Пэйринг и персонажи
Метки
Описание
– Я ненавижу тебя, – если бы в Ниле была хоть капля здравого смысла – услышанное его задело бы. Вместо этого он лишь начинает сиять, как гребаное солнце.
Эндрю раздражен.
Примечания
что-то бессмысленно-пушистое, хаотичное и до сахара на зубах приторное
возможно, потом я одумаюсь и удалю это
возможно
Часть 1
16 августа 2023, 11:40
– Я ненавижу тебя, – равнодушно бросает Эндрю, удерживая привычно холодную, непроницаемую маску на лице.

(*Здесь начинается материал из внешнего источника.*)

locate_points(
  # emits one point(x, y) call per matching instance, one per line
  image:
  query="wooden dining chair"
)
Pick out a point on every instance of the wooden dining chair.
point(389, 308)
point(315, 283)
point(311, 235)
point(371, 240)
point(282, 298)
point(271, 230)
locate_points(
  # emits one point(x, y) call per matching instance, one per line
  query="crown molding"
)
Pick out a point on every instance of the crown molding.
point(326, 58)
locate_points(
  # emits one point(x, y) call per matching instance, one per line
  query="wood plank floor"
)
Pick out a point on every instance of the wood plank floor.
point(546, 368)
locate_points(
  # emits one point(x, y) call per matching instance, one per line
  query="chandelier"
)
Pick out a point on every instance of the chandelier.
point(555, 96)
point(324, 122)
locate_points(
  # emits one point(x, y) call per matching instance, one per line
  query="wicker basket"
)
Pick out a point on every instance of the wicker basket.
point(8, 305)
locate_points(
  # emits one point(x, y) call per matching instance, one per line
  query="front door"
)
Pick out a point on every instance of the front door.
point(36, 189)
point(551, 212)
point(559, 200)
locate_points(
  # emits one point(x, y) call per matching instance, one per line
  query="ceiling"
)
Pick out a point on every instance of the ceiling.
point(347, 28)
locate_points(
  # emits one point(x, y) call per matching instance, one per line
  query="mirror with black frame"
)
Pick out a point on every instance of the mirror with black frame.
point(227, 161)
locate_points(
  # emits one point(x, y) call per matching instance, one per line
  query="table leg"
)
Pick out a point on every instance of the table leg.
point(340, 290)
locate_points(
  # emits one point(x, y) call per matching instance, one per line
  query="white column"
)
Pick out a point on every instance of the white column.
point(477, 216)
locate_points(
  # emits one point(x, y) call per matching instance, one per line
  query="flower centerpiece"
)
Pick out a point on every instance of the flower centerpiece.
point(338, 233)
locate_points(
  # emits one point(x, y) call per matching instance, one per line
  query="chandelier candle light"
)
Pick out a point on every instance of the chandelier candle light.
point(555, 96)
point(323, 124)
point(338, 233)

А Нил, эта маленькая самодовольная срань – только хихикает.
Когда Эндрю сказал «да», он не ожидал, что ноги переплетающегося с его лодыжками Нила окажутся двумя гребаными глыбами льда. На секунду Эндрю испытывает соблазн просто спихнуть его с кровати и сделать вид, что так и было – но вместо этого лишь плотнее переплетает их ноги и чуть трется о стопы Нила своими, ожидая, пока в лед хлынет тепло.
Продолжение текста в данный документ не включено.